I am after the following functionality:
- Generate the plot based on a data frame (rather than the more manual options shown here)
- Ability to change the order of branches (e.g. sex/agegroup/status vs. status/sex/agegroup)
- Add labels to each branch
- Provide summary statistics for branch (e.g. male\n=200 female\n=300) either counts, or perhaps total length of stay up that that point in the tree.
I found this tread (here) that uses the ape-package that can do phylogenetic tree, which are close to what I am after.

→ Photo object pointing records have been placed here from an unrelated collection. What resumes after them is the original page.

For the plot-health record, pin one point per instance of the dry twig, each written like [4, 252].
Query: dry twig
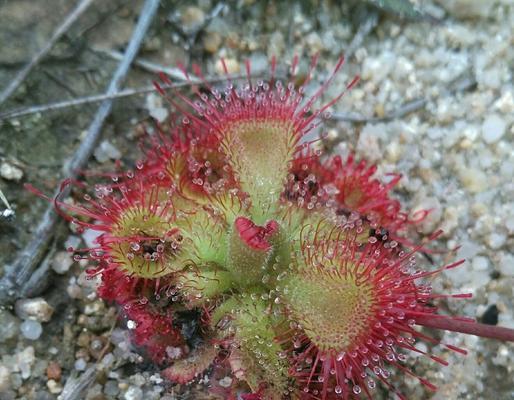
[30, 256]
[100, 97]
[22, 74]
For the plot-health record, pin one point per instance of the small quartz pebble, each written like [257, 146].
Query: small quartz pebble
[10, 172]
[231, 64]
[493, 128]
[54, 371]
[9, 326]
[36, 309]
[5, 382]
[62, 262]
[155, 107]
[53, 387]
[106, 151]
[192, 19]
[25, 359]
[133, 393]
[31, 329]
[496, 240]
[506, 265]
[89, 236]
[80, 364]
[225, 382]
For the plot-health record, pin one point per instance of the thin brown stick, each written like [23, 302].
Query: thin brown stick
[30, 256]
[470, 328]
[23, 73]
[175, 73]
[101, 97]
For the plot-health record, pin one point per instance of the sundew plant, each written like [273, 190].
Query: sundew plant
[296, 266]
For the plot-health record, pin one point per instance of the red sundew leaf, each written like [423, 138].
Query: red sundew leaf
[184, 371]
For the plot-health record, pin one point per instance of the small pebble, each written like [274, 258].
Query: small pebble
[62, 262]
[37, 309]
[9, 326]
[31, 329]
[54, 371]
[493, 128]
[192, 19]
[106, 151]
[10, 172]
[225, 382]
[80, 364]
[506, 265]
[155, 107]
[25, 359]
[496, 240]
[89, 236]
[111, 388]
[5, 381]
[53, 386]
[212, 42]
[133, 393]
[232, 66]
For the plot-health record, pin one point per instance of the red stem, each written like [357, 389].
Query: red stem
[472, 328]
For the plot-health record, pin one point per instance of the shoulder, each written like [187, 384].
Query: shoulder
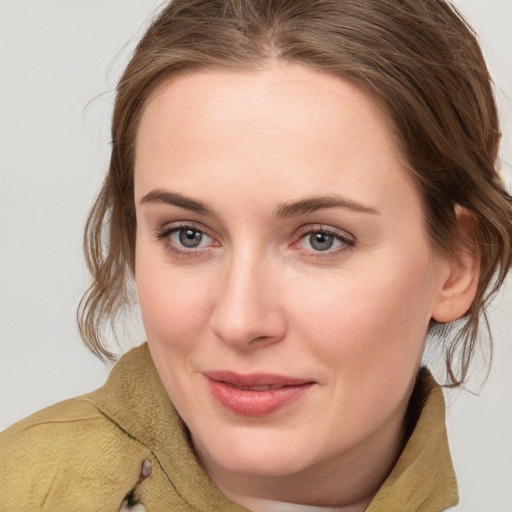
[70, 445]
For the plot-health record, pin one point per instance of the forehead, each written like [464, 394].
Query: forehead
[287, 128]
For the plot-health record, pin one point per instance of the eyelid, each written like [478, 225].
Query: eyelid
[164, 233]
[345, 237]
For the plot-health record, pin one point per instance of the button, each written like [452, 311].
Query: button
[146, 469]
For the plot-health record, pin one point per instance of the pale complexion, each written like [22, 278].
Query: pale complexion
[311, 261]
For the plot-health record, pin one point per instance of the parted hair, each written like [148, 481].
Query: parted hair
[418, 58]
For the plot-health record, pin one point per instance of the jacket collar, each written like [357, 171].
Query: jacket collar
[135, 399]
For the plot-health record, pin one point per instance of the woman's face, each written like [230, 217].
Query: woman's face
[283, 270]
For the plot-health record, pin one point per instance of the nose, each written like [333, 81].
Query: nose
[248, 310]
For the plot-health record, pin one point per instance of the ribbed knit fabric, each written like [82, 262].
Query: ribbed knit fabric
[124, 447]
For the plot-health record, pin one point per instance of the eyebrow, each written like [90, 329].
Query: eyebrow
[313, 204]
[284, 210]
[161, 196]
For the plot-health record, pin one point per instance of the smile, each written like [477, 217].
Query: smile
[255, 395]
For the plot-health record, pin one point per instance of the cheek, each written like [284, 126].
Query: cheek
[371, 318]
[175, 305]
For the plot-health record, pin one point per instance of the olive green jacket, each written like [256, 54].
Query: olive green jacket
[125, 444]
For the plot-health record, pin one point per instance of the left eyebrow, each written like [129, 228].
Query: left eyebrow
[313, 204]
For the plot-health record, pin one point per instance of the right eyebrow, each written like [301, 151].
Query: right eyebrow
[171, 198]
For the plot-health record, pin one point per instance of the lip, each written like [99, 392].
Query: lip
[255, 394]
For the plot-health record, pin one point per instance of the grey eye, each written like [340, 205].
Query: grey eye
[321, 241]
[190, 238]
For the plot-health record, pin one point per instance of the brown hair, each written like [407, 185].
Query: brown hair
[421, 61]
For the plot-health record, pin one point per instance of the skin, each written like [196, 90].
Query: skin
[257, 296]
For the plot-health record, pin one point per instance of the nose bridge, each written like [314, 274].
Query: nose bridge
[246, 308]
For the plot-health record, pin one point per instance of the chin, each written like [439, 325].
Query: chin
[251, 456]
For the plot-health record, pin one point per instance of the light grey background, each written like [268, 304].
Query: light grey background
[55, 57]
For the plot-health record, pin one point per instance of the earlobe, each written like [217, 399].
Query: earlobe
[460, 281]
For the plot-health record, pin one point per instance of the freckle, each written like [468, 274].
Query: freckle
[146, 469]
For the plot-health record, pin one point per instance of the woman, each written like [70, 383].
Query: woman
[302, 191]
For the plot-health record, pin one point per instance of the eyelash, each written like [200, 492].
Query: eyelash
[346, 240]
[163, 235]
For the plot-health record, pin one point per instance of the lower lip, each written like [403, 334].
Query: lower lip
[256, 403]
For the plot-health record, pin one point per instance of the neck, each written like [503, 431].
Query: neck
[346, 482]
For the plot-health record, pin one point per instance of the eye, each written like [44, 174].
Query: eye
[185, 239]
[190, 238]
[324, 240]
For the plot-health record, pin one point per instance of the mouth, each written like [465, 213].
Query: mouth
[256, 394]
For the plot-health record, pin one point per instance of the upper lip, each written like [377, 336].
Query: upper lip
[254, 380]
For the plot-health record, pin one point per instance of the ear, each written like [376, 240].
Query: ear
[460, 280]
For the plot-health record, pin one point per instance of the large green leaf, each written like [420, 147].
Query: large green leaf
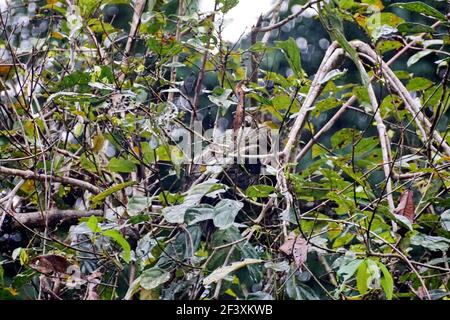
[292, 53]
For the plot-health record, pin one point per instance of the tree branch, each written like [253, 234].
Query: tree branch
[28, 174]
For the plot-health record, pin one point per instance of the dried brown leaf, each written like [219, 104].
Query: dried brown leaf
[297, 247]
[49, 263]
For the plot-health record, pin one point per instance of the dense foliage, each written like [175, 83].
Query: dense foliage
[332, 118]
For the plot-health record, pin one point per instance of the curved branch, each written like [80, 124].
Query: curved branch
[28, 174]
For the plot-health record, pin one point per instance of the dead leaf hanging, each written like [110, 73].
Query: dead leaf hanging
[406, 205]
[50, 263]
[297, 247]
[240, 109]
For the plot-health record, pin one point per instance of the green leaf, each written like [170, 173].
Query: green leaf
[410, 27]
[198, 214]
[368, 276]
[118, 237]
[102, 196]
[346, 271]
[136, 205]
[361, 278]
[92, 223]
[260, 191]
[121, 165]
[416, 57]
[344, 137]
[225, 212]
[418, 83]
[445, 220]
[430, 242]
[222, 272]
[153, 278]
[175, 214]
[421, 8]
[333, 75]
[332, 21]
[386, 281]
[227, 5]
[384, 46]
[292, 54]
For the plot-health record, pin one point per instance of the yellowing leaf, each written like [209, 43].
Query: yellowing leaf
[101, 196]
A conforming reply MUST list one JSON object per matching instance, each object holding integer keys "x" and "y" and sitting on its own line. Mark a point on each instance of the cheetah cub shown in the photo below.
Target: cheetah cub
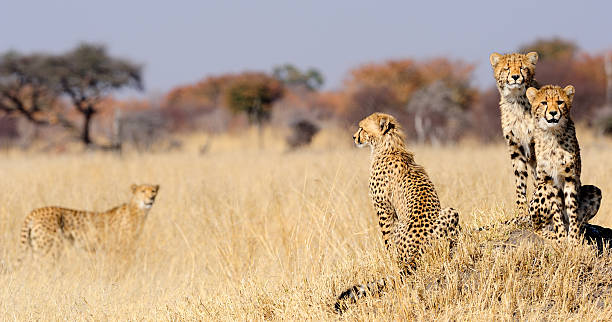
{"x": 46, "y": 230}
{"x": 405, "y": 200}
{"x": 559, "y": 196}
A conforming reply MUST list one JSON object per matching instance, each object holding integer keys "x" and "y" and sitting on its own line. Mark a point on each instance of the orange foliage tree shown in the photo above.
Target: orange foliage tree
{"x": 562, "y": 63}
{"x": 391, "y": 85}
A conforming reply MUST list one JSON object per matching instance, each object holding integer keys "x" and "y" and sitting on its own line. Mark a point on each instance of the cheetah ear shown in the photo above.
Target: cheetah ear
{"x": 531, "y": 93}
{"x": 494, "y": 59}
{"x": 386, "y": 125}
{"x": 533, "y": 57}
{"x": 569, "y": 91}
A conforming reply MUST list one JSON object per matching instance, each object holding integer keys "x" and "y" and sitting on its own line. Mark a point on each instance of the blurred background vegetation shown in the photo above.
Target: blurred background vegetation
{"x": 59, "y": 99}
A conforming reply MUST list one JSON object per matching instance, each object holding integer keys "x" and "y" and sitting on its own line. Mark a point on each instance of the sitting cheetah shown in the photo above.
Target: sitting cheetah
{"x": 405, "y": 200}
{"x": 45, "y": 229}
{"x": 514, "y": 73}
{"x": 558, "y": 187}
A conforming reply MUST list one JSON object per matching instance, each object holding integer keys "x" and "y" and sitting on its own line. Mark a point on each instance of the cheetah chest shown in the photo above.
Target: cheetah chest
{"x": 554, "y": 161}
{"x": 517, "y": 122}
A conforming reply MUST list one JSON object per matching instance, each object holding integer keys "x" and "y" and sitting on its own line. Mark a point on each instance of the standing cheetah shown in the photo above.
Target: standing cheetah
{"x": 558, "y": 187}
{"x": 404, "y": 198}
{"x": 46, "y": 229}
{"x": 514, "y": 73}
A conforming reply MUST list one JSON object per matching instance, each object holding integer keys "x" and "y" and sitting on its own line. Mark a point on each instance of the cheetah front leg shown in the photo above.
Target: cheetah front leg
{"x": 519, "y": 164}
{"x": 589, "y": 200}
{"x": 447, "y": 224}
{"x": 570, "y": 192}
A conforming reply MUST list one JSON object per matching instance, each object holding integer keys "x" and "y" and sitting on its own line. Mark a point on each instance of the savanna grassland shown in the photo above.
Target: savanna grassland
{"x": 241, "y": 233}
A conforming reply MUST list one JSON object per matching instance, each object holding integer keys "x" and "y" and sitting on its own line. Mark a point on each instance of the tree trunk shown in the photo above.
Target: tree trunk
{"x": 88, "y": 115}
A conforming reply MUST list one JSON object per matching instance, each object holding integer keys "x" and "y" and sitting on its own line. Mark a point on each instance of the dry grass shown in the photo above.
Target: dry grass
{"x": 243, "y": 234}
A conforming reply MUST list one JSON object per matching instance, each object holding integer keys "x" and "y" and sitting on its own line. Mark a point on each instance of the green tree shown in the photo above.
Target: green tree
{"x": 87, "y": 75}
{"x": 310, "y": 79}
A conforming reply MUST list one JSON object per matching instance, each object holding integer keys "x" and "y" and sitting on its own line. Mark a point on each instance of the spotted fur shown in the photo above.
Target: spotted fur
{"x": 514, "y": 73}
{"x": 46, "y": 230}
{"x": 405, "y": 200}
{"x": 559, "y": 196}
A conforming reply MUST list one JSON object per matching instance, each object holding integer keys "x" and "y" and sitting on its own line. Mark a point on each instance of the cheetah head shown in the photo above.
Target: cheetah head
{"x": 513, "y": 72}
{"x": 144, "y": 195}
{"x": 375, "y": 128}
{"x": 550, "y": 105}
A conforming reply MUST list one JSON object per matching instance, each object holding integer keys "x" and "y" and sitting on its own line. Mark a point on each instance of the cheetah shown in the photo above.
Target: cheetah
{"x": 515, "y": 73}
{"x": 45, "y": 230}
{"x": 405, "y": 200}
{"x": 559, "y": 194}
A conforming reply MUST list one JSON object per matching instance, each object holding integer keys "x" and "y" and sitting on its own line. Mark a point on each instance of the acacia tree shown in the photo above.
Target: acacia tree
{"x": 310, "y": 79}
{"x": 25, "y": 86}
{"x": 87, "y": 74}
{"x": 253, "y": 94}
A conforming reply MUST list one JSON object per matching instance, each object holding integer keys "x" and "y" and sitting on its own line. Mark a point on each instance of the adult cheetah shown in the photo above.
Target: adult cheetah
{"x": 514, "y": 73}
{"x": 559, "y": 189}
{"x": 405, "y": 200}
{"x": 46, "y": 229}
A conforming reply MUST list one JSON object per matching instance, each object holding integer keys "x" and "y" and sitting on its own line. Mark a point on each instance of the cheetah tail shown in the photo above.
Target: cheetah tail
{"x": 25, "y": 240}
{"x": 358, "y": 291}
{"x": 519, "y": 221}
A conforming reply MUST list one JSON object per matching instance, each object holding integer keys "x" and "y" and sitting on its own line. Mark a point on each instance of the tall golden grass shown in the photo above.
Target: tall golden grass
{"x": 241, "y": 233}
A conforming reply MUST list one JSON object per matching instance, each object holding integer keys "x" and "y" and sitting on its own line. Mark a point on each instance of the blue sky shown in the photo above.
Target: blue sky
{"x": 180, "y": 42}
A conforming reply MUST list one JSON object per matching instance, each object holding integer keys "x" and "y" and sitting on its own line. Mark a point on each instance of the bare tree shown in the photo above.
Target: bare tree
{"x": 25, "y": 87}
{"x": 439, "y": 115}
{"x": 87, "y": 75}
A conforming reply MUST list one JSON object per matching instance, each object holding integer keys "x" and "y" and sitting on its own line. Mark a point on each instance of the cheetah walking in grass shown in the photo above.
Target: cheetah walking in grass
{"x": 405, "y": 200}
{"x": 45, "y": 230}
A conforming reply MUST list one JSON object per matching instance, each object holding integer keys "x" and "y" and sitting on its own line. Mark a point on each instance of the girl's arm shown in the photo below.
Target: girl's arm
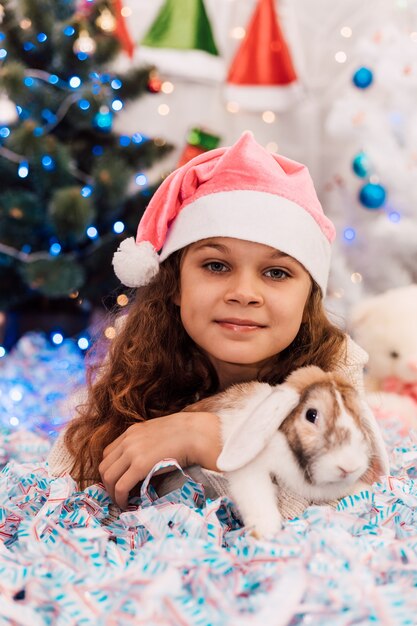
{"x": 189, "y": 437}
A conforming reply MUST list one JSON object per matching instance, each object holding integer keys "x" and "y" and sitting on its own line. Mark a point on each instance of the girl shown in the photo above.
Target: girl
{"x": 235, "y": 294}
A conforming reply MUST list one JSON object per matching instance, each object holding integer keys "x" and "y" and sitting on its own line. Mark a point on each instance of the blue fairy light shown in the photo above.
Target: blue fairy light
{"x": 57, "y": 338}
{"x": 23, "y": 169}
{"x": 83, "y": 343}
{"x": 55, "y": 249}
{"x": 138, "y": 138}
{"x": 92, "y": 232}
{"x": 349, "y": 234}
{"x": 49, "y": 116}
{"x": 141, "y": 180}
{"x": 117, "y": 105}
{"x": 394, "y": 216}
{"x": 48, "y": 163}
{"x": 16, "y": 394}
{"x": 118, "y": 227}
{"x": 103, "y": 120}
{"x": 74, "y": 82}
{"x": 372, "y": 196}
{"x": 84, "y": 104}
{"x": 363, "y": 78}
{"x": 86, "y": 191}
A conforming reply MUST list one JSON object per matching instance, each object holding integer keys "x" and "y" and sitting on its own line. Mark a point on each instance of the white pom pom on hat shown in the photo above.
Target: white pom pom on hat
{"x": 242, "y": 191}
{"x": 135, "y": 264}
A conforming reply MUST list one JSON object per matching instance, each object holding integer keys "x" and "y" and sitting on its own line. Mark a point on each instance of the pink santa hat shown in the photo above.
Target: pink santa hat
{"x": 242, "y": 191}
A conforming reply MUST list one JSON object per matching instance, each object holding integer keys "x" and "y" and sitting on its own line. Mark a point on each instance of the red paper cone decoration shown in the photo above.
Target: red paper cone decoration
{"x": 122, "y": 31}
{"x": 262, "y": 76}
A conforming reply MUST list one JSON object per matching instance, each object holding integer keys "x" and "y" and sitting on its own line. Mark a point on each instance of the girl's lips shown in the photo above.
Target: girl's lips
{"x": 239, "y": 325}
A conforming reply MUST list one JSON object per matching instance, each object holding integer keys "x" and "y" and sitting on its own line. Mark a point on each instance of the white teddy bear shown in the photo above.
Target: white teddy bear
{"x": 386, "y": 327}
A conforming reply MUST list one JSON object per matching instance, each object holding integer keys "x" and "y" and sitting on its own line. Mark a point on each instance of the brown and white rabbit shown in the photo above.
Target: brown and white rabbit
{"x": 314, "y": 433}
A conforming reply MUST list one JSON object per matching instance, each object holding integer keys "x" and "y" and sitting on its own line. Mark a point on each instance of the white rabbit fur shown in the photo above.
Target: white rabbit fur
{"x": 266, "y": 434}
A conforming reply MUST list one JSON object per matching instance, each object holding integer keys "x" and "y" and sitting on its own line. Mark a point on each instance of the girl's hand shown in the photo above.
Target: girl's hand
{"x": 190, "y": 438}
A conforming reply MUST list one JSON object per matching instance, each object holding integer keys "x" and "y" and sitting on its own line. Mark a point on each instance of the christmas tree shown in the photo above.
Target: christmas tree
{"x": 66, "y": 177}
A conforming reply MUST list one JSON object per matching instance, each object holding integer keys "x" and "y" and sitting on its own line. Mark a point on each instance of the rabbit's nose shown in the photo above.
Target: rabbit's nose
{"x": 344, "y": 472}
{"x": 412, "y": 364}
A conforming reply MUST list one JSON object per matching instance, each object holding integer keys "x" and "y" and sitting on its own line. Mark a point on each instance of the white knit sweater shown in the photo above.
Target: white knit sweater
{"x": 291, "y": 505}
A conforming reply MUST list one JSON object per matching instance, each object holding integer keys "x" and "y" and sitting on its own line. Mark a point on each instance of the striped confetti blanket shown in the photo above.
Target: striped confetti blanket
{"x": 184, "y": 560}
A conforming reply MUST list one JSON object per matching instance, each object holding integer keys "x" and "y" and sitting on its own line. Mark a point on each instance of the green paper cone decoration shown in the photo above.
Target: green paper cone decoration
{"x": 180, "y": 41}
{"x": 182, "y": 25}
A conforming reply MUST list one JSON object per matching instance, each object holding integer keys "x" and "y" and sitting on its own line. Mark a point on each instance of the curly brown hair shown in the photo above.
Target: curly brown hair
{"x": 153, "y": 368}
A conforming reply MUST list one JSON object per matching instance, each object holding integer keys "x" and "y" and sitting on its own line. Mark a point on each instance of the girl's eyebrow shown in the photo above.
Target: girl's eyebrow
{"x": 276, "y": 254}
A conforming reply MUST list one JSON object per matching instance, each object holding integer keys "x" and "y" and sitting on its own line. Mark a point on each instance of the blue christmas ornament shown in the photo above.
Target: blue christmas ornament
{"x": 103, "y": 121}
{"x": 360, "y": 165}
{"x": 372, "y": 196}
{"x": 363, "y": 77}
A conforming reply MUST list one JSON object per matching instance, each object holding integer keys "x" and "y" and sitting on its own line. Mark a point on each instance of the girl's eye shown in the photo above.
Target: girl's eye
{"x": 311, "y": 415}
{"x": 276, "y": 273}
{"x": 216, "y": 266}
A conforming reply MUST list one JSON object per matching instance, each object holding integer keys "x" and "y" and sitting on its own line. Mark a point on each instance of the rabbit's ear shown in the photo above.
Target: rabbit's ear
{"x": 379, "y": 465}
{"x": 253, "y": 432}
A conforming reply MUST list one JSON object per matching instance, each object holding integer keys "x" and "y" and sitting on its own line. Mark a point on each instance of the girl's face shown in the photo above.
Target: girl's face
{"x": 241, "y": 302}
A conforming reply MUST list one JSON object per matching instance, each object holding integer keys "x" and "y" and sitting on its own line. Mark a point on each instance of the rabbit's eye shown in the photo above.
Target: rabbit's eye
{"x": 311, "y": 415}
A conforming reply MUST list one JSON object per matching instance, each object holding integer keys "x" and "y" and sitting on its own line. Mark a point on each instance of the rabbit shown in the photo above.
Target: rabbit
{"x": 313, "y": 433}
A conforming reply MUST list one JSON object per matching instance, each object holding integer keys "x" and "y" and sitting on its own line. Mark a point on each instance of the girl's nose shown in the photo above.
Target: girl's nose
{"x": 244, "y": 290}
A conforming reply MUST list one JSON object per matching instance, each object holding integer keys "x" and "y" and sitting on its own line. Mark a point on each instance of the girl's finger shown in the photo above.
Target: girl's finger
{"x": 112, "y": 473}
{"x": 124, "y": 485}
{"x": 112, "y": 457}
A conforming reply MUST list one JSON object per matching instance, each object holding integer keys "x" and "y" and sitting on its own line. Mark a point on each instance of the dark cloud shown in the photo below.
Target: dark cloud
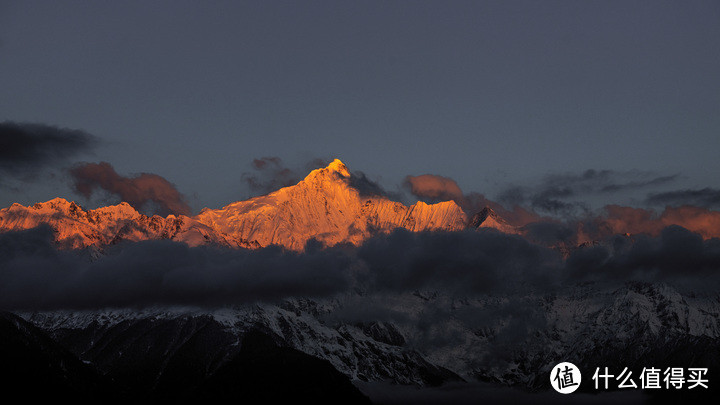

Here is an example using the 'lung' dataset
lung$status <- factor(lung$status)
lung$sex <- factor(lung$sex)
lung$ph.ecog <- factor(lung$ph.ecog)
lung$Age[lung$age >60]<- "60+"; lung$Age[lung$age <=60]<- "<60"
lung$Age <- factor(lung$Age)
library(ape)
newdata <- as.phylo(x=~sex/Age/status/ph.ecog,data=lung)
plot.phylo(x=newdata,show.tip.label=TRUE,show.node.label=TRUE,no.margin=TRUE, root.edge=T)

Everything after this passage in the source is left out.